Showing posts with label address verification. Show all posts
Showing posts with label address verification. Show all posts

Saturday, October 16, 2010

Is 99.8 % data accuracy enough?

Ripped from recent headlines, we see how even a .2% failure can have a big impact.

WASHINGTON (AP) ― More than 89,000 stimulus payments of $250 each went to people who were either dead or in prison, a government investigator says in a new report.

Let’s take a good, hard look at this story. It begins with the US economy slumping.  The president proposes and passes through congress one of the biggest stimulus packages ever. The idea is sound to many; get America working by offering jobs in green energy, shovel-ready infrastructure projects. Among other actions, the plan is to give lower income people some government money so they can stimulate the economy.

I’m not really here to praise or zing the wisdom of this. I’m just here to give the facts.
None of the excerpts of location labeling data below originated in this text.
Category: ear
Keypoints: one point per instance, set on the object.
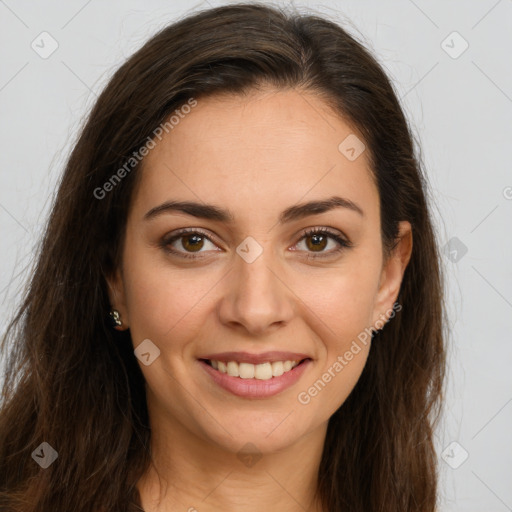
(117, 297)
(392, 273)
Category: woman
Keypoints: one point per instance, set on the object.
(237, 301)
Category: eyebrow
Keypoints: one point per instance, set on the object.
(216, 213)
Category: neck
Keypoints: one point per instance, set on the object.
(193, 474)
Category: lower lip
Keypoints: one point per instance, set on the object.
(256, 388)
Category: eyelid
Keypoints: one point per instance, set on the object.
(339, 237)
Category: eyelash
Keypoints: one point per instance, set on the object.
(344, 244)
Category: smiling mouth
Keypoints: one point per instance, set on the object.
(263, 371)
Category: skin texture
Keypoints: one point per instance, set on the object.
(255, 155)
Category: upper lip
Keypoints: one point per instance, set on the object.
(264, 357)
In hindsight, it appears as though it hasn’t stimulated the economy as many had hoped, but that’s beside the point.

Continuing on, the government issues 52 million people on social security a check for $250. It turns out of that number nearly 100,000 people were in prison or dead, roughly 0.2% of the checks. Some checks are returned, some are cashed. Ultimately, the government loses $22.3 million on the 0.2% error.

While $22.3 million is a HUGE number, 0.2% is a tiny number.  It strikes at the heart at why data quality is so important.  Social Security spokesman Mark Lassiter said, "…Each year we make payments to a small number of deceased recipients usually because we have not yet received reports of their deaths."

There is strong evidence that the SSA is hooked up to the right commercial data feeds and have the processes in place to use them. It seems as though the social security administration is quite proactive in their search for the dead and imprisoned, but people die and go to prison all the time. They also move, get married and become independent of their parents.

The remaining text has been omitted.